Consider the parallelogram $ABCD$. Let points $E$ and $F$ lie on $AB$ and $AD$, respectively. The line $EF$ meets the extension of $DC$ in the point $H$ and the extension of $BC$ in the point $G$. Show that the $|\Delta AGH| = |\Delta EFC|$ (see figure below).
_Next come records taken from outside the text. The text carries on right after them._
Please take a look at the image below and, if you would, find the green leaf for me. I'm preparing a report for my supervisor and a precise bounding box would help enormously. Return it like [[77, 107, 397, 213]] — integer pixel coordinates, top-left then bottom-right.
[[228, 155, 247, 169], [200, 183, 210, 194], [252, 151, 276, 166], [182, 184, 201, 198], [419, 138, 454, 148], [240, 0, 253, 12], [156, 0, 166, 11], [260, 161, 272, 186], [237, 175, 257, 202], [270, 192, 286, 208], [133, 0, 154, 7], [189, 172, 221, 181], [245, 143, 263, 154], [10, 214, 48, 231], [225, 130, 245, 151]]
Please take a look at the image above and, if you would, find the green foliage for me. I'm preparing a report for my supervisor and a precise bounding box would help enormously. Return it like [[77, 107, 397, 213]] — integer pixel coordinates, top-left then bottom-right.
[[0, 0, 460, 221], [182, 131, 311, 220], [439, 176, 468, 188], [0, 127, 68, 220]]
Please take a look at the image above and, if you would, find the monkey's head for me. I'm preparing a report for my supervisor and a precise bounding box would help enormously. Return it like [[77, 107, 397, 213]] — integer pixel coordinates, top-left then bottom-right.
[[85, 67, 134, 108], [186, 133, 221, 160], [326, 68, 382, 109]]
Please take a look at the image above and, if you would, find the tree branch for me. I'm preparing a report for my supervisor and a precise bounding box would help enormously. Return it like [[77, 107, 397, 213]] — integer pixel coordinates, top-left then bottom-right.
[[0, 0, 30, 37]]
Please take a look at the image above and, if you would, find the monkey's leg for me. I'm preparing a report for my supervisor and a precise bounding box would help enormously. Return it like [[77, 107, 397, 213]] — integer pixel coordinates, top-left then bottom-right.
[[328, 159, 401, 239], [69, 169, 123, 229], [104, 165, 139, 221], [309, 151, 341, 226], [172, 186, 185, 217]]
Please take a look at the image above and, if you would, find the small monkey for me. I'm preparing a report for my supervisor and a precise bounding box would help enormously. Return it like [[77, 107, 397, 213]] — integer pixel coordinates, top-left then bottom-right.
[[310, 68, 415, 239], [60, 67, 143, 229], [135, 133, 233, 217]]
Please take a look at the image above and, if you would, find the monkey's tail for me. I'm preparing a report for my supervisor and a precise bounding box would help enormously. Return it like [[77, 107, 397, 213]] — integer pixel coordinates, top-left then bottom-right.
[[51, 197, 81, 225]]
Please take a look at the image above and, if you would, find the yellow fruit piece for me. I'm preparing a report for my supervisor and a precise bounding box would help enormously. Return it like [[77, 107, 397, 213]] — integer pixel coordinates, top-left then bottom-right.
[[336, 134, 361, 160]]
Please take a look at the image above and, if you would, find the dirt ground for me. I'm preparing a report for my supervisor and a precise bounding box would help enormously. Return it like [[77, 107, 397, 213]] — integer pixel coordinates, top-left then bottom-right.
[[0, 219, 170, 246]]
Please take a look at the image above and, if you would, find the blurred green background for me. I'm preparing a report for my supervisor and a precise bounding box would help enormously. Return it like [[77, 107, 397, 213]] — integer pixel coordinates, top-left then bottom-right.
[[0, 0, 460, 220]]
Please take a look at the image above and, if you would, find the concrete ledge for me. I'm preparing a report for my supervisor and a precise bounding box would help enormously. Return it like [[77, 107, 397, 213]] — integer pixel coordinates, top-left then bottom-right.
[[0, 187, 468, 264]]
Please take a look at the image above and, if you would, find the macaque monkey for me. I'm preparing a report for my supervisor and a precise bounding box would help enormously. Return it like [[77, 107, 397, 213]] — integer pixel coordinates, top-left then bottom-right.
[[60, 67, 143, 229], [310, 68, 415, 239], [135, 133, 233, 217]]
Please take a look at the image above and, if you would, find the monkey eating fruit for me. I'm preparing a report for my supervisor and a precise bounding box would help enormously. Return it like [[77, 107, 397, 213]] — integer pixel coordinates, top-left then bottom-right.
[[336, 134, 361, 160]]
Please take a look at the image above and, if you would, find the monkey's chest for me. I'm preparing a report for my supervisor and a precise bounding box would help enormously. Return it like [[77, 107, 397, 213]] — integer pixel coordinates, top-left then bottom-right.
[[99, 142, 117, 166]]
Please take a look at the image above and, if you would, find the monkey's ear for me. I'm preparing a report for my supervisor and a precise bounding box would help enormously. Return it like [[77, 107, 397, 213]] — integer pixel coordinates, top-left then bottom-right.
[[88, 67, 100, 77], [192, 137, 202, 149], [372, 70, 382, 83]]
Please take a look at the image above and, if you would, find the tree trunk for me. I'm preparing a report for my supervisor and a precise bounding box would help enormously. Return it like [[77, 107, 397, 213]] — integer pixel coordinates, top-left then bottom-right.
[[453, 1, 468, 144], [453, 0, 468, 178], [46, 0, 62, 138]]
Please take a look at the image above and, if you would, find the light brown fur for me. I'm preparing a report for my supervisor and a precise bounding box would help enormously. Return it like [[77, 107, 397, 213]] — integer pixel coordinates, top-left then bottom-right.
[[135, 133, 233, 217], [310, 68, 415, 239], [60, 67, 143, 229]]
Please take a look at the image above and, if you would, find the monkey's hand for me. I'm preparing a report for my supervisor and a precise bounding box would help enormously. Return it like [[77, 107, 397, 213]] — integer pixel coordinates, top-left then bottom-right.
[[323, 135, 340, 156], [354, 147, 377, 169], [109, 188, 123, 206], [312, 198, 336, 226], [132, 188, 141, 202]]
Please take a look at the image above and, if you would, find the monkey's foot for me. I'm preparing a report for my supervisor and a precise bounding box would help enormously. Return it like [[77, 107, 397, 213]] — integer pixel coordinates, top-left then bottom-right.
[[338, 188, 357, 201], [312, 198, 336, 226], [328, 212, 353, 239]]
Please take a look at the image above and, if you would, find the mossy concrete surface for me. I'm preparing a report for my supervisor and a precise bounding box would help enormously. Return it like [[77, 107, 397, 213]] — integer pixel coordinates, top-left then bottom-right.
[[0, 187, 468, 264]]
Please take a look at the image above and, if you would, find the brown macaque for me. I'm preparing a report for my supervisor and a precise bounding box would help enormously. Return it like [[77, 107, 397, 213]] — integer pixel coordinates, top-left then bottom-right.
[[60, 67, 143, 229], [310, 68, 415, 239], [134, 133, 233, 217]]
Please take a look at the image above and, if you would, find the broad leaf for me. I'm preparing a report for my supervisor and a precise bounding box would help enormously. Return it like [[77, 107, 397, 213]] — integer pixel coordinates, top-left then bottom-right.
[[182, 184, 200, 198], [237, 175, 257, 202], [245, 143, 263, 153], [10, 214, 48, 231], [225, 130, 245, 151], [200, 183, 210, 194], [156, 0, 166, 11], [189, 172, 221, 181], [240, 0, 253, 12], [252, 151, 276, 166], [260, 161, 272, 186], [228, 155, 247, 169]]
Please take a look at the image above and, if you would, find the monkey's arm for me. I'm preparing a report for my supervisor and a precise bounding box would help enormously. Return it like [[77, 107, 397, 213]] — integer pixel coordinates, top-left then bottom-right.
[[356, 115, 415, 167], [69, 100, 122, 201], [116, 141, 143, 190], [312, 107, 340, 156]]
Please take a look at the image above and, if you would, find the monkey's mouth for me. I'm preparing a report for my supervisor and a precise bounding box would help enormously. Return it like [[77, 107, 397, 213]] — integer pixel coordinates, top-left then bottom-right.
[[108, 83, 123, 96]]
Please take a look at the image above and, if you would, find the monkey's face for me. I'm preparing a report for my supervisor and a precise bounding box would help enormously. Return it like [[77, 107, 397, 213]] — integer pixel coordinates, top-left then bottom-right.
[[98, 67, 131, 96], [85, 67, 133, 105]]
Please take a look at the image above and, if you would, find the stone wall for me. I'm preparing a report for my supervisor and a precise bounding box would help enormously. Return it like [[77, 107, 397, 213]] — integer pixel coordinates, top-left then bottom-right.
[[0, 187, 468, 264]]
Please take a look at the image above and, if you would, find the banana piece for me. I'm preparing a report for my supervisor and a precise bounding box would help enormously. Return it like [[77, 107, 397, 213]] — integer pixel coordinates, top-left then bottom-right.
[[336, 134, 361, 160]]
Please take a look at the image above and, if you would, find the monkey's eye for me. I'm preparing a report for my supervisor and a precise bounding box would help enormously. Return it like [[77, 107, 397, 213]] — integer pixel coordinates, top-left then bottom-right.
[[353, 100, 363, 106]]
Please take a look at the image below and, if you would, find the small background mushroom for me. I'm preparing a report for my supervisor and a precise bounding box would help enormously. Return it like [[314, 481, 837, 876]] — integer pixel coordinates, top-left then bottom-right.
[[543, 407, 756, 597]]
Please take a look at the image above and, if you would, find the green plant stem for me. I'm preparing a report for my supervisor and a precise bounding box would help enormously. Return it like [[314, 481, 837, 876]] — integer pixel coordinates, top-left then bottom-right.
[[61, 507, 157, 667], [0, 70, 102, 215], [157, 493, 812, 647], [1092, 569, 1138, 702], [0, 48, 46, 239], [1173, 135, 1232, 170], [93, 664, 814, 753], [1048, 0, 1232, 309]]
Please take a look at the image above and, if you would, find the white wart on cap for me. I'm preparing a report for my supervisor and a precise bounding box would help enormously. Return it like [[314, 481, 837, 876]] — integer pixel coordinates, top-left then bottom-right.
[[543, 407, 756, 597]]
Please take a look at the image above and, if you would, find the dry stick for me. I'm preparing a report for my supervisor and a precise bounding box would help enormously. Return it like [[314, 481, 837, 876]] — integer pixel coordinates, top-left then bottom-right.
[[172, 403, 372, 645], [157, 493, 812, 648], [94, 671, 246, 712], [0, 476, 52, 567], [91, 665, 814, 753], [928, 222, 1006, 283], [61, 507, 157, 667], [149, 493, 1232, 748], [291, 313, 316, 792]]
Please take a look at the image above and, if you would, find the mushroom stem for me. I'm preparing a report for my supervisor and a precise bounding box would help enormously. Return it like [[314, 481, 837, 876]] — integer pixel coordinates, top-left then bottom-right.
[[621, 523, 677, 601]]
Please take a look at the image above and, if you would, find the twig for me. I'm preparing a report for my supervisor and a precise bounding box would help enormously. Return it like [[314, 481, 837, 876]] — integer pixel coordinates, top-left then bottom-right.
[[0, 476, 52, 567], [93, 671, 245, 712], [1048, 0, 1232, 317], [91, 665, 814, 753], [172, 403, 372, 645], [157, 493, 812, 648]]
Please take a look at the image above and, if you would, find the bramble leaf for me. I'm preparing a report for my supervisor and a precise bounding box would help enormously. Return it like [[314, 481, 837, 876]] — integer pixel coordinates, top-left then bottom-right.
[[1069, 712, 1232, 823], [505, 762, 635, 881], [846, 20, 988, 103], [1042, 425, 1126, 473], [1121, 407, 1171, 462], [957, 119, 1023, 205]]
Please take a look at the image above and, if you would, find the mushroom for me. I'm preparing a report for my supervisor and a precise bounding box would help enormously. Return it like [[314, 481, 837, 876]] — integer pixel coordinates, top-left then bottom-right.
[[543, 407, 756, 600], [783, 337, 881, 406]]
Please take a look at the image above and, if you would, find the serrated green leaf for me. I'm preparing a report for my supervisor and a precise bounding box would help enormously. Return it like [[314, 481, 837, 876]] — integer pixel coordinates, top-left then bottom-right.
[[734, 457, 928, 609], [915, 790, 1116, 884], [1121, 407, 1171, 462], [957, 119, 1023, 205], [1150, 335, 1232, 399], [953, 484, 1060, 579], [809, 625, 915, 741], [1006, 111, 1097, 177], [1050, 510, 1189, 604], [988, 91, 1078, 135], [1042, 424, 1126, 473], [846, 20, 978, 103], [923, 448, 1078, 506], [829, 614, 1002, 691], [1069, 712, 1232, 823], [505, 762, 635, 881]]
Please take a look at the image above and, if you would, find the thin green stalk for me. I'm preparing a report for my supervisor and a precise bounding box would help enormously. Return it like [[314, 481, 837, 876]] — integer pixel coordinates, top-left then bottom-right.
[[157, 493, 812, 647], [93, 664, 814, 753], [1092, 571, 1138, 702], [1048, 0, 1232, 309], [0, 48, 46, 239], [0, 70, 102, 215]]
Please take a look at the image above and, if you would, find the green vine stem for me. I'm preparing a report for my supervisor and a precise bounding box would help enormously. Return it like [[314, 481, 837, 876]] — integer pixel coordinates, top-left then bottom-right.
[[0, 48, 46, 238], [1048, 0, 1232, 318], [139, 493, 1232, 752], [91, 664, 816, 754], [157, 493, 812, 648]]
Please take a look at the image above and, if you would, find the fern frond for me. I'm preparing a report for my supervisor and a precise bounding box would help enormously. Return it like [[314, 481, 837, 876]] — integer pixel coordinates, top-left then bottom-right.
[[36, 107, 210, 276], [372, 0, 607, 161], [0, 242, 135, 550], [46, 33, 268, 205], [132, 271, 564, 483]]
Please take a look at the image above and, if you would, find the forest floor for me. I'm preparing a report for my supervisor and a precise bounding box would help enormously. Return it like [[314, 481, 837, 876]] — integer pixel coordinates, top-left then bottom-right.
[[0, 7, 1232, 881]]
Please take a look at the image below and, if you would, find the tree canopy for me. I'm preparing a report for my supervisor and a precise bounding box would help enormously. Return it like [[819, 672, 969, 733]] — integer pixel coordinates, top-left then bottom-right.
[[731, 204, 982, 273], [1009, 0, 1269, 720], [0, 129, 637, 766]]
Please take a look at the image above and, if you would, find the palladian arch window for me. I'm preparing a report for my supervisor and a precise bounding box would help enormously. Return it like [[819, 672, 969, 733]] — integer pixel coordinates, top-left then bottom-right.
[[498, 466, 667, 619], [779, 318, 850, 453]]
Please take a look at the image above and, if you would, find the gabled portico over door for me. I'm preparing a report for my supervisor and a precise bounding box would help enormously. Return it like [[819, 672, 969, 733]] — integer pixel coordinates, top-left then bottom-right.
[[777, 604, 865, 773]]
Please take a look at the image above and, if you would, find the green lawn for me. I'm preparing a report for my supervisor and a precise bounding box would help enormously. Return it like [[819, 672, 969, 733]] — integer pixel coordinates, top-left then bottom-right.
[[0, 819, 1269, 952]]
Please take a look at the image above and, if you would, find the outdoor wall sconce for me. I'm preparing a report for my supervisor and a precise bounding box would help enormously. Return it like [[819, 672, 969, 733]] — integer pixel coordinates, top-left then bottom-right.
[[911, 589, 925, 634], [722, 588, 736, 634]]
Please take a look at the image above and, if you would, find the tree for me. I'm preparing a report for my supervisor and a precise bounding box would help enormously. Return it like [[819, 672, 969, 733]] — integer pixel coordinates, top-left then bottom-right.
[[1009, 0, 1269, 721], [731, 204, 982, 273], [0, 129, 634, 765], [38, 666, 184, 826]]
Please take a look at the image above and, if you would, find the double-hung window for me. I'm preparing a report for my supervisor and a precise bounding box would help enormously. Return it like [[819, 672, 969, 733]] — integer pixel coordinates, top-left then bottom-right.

My first approach was to label the heights of the respective triangles $h_1$ ($\Delta AGH$) and $h_2$ ($\Delta EFC$). If the areas have to be equal, we have:
$$ \begin{equation} \frac{|\Delta AGH|}{|\Delta EFC|} = 1 \iff \frac{h_1(|HF| + |EF| + |EG|)}{h_2|EF|} = 1 \iff \frac{h_1}{h_2}(\frac{|HF| + |EG|}{|EF|} + 1) = 1 \end{equation} $$
But now, I realized that (because of A-A-A for similar triangles), $\Delta HFD\sim\Delta AFE\sim\Delta EGB$, which means that we can rewrite the yet to be proven equation equivalently as:
$$ \begin{equation} \frac{h_1}{h_2}(\frac{DF}{AF} +\frac{BE}{AE} + 1) = 1 \end{equation}$$
But from here, I couldn't really find any way forward... any help would be deeply appreciated.
Based on your similar triangles observation, let $\def\ta#1{{\left|{\triangle #1}\right|}} a = \ta {AEF}$ as a unit area.
To calculate $\ta{AGH}$,
$$\begin{align*} \ta{AGH} &= \frac{GH}{EF}\ta{AEF} = \frac{GH}{EF}a \end{align*}$$
To calculate $\ta{EFC}$, observe that $\triangle AEF \sim \triangle CHG$ by AAA,
$$\begin{align*} \ta {CHG} &= \left(\frac{GH}{EF}\right)^2\ta{AEF} = \left(\frac{GH}{EF}\right)^2 a\\ \ta{EFC} &= \frac{EF}{GH} \ta{CHG}\\ &= \frac{GH}{EF}a\\ &= \ta{AGH} \end{align*}$$